Metadata-Version: 2.1
Name: wsgi-tools
Version: 0.2.1
Summary: A collection of WSGI packages.
Home-page: https://github.com/rpkak/wsgi-tools
Author: rpkak
License: Apache 2.0
Platform: UNKNOWN
Classifier: Programming Language :: Python
Classifier: Programming Language :: Python :: 3
Classifier: Topic :: Internet :: WWW/HTTP :: WSGI :: Middleware
Classifier: Topic :: Internet :: WWW/HTTP :: WSGI
Classifier: Topic :: Internet :: WWW/HTTP
Classifier: Topic :: Internet
Description-Content-Type: text/markdown
License-File: LICENSE

# WSGI-Tools

A collection of WSGI packages

## Usage

See: example.py

### ErrorHandler

The error handler is a WSGI app which calls another WSGI app.

If that WSGI app raises a `wsgi_tools.error.HTTPException`, the error code and an optional message will be returńed.

If that WSGI app raises a normal Exception, the error code `500` will be returńed.

Import:

```python
from wsgi_tools.error import ErrorHandler, JSONErrorHandler, HTMLErrorHandler
```

To use the `ErrorHandler` you have to overwrite the abstract `handle` method or use the prebuild `JSONErrorHandler` or `HTMLErrorHandler`.

```python
app = JSONErrorHandler(app0)
```

### Friedly

With this you can serve easy-to-use functions over WSGI.

```python
def app0(request):
    data = request.body_json
    response = do_something(data)
    return 200, response
```

### Router

The router is a WSGI app which reads the path of the request and calls another corresponding WSGI app.

Import:

```python
from wsgi_tools.routing import Router
```

Create the Router:

The first argument of `Router` is the `list` of rules you want to use.

A rule an instance of an subclass of `wsgi_tools.routing.Rule`.

The order of these rules is important, because you don't want to throw an `405 Method Not Allowed` error if there are no endpoints which match one of the endpoint and the method.

So the path-checking rule must be before the method checking rule.

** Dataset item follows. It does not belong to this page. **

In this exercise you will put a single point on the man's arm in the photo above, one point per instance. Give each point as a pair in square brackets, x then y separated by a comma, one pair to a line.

There are premade rules for matching path, method and content-type:

```python
from wsgi_tools.routing import PathRule, METHOD_RULE, CONTENT_TYPE_RULE
```

The second argument is the `dict` with tuples as keys, which represent the args for the rules and wsgi apps as keys.

```python
from wsgi_tools.routing import Router, PathRule, METHOD_RULE, CONTENT_TYPE_RULE

path_rule = PathRule()

app = Router(
    [path_rule, METHOD_RULE, CONTENT_TYPE_RULE],
    {
        (('/create',), 'POST', 'json'): create_app,
        (('/', int, '/options'), 'GET', None): options_app
    }
)
```

If you send a `POST` request to `/create` and the content-type is `*/json`, `*/*+json`, `*/json+*` or `*/*+json+*`, `create_app` will be called.

If you send a `GET` request to `/3/options`, `options_app` will be called and `path_rule.args` will be `[3]`.